Corruption à Sonatrach Mandat d’arrêt contre Bedjaoui et nouvelles révélations explosives impliquant Khelil et Meziane


Le quotidien italien Il Corriere della Sera publie aujourd’hui, mardi 6 août, de nouvelles révélations sur l’affaire de corruption impliquant la société italienne Saipem en Algérie. Ainsi, les investigations se sont accélérées en Italie dans l’affaire des fonds versés à des dirigeants algériens.
Sur la base de déclarations faites par Tullio Orsi, l’ancien président de Saipem Algérie qui bénéficie d’un statut de « repenti », le juge d'instruction Alfonsa Ferraro reconstruit tout le parcours de Saipem en Algérie.

En tout, ce sont sept contrats pour une valeur de huit milliards d'euros obtenus en contrepartie d’un paiement, entre 2007 et 2010, d’une commission, déjà mise au jour, de près de 2,5% du contrat, pour un montant de 197 millions de dollars en compensation de services de courtage fictifs fournis par « Perle Partners Limited », une société de Hong Kong gérée par le syndic algérien, Samyr Ourayed, mais en réalité appartenant à Farid Bedjaoui, 44 ans, titulaire d’un passeport français et résidant à Dubaï. Il était appelé « le Jeune » et connu pour être le référent du « Vieux », c'est à dire le ministre algérien de l'Énergie Chakib Khellil selon les éléments de l’enquête.

L’ancien directeur des opérations de Saipem, Pietro Varone, quelques semaines avant son arrestation, a ainsi passé des aveux importants, à commencer par le fait que « Perle Partners et Bedjaoui sont la même chose », et que « Bedjaoui m'a dit explicitement qu’il donnait de l'argent au ministre de l'Énergie Chakib Khelil ». Il a ajouté que les contacts avec le ministre dans le cadre du contrat « Menzel Ledjimet East » avaient été soutenus au plus haut niveau par le PDG d’ENI, Paolo Scaroni, et que les trois personnages principaux, à savoir Khelil, Scaroni et Bedjaoui, s’étaient rencontrés plusieurs fois à Paris, Vienne et Milan.

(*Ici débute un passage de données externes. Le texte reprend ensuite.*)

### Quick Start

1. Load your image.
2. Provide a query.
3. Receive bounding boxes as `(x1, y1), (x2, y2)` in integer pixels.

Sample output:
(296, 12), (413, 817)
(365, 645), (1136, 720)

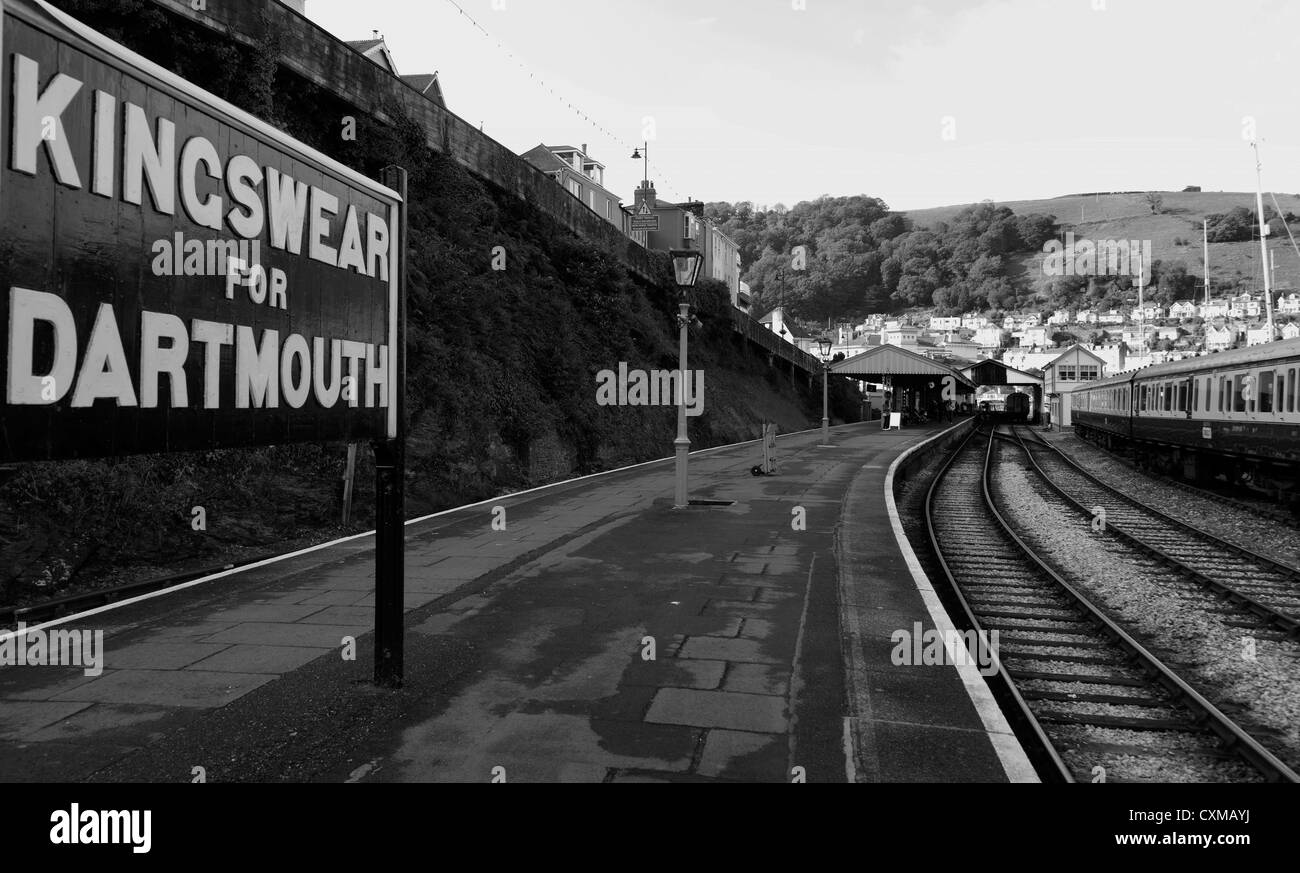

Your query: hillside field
(906, 191), (1300, 298)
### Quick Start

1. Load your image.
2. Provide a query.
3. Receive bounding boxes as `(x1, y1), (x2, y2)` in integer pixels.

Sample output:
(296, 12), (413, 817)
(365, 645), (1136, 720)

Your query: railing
(731, 307), (822, 373)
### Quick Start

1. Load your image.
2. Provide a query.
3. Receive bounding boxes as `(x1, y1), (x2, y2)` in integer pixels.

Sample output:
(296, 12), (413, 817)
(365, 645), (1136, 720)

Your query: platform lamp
(668, 248), (705, 509)
(816, 336), (831, 446)
(632, 142), (650, 188)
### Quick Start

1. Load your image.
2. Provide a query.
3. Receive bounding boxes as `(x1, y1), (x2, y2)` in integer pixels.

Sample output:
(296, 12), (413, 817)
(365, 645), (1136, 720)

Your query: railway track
(926, 429), (1300, 782)
(1011, 427), (1300, 639)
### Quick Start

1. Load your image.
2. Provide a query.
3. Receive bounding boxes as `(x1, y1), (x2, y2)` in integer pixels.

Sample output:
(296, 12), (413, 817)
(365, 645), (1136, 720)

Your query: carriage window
(1258, 370), (1274, 412)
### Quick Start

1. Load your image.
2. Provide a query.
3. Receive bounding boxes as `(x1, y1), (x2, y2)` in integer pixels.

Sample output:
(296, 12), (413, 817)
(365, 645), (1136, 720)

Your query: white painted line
(885, 425), (1040, 782)
(0, 422), (868, 642)
(842, 716), (858, 785)
(785, 552), (816, 776)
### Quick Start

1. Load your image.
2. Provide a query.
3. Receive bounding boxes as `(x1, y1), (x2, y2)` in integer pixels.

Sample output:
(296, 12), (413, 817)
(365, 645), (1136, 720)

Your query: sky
(307, 0), (1300, 209)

La presse italienne renvoie vers des actes judiciaires que les juges sont en train d’accomplir. Ainsi, la procureure de Milan a lancé un mandat d’arrêt international contre Farid Bedjaoui et des commissions rogatoires sur des comptes détenus par Farid Bedjaoui et ses proches, dont Chakib Khellil, à Singapoure et Hong Kong pour des montants de 123 millions de dollars, mais également à Beyrouth et Panama pour des montants aujourd’hui inconnus.

Mais, c’est également le rôle de l’ancien président de Sonatrach Mohamed Meziane qui devra être éclairci. Ce dernier aurait  également bénéficié de voyages en Italie agrémentés de 100 000 dollars. Son fils aurait, lui, hérité d’un contrat de conseil avec Saipem facturé 10 000 euros par mois et le chef de cabinet de l’ancien président de Sonatrach Mohamed Reda El Hameche aurait, lui, perçu une commission indue de 1 750 000 dollars.